The organizational breakdown shows that the bulk of archived data came from a small number of CDC bureaus, concentrating the knowledge gap in specific programmatic areas. Many of these datasets were being updated on annual or more frequent cycles, meaning they were actively maintained resources — not stale archives gathering dust. Their removal creates gaps in longitudinal data that may be difficult or impossible to reconstruct.
Note
The archival effort that produced this dataset was a proactive response by civil society and data preservation organizations. The fact that this metadata exists at all is thanks to groups who anticipated the purge and acted to document what was publicly available before it disappeared.

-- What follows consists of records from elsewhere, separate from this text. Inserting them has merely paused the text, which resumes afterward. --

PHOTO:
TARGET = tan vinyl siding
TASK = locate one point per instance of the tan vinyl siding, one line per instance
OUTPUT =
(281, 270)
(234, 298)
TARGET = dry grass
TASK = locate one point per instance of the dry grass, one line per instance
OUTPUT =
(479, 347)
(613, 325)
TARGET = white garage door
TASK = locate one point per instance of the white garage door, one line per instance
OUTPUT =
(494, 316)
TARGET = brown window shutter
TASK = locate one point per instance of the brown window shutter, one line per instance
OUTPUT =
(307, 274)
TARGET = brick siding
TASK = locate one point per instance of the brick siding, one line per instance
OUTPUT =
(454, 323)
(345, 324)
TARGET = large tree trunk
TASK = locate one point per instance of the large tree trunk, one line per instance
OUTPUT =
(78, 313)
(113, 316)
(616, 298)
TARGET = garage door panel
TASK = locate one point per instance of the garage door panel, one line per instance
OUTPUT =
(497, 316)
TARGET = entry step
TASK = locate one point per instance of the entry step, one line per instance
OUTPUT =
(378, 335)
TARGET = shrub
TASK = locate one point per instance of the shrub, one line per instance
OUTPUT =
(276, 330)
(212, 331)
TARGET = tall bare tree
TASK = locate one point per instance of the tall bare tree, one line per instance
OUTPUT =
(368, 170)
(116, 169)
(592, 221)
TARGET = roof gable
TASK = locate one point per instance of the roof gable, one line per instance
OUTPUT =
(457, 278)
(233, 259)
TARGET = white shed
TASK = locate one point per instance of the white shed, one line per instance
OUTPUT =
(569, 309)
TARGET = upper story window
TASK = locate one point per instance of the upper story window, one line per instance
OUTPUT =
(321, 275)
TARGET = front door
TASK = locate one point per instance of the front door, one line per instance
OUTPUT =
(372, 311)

The broader implication is structural: when public health data disappears from federal servers, it doesn’t just affect researchers. Clinicians, state health departments, epidemiologists tracking outbreaks, and community health organizations all lose access to the evidence base they rely on for decision-making. Data removal is, in practice, a form of policy change that bypasses the legislative process.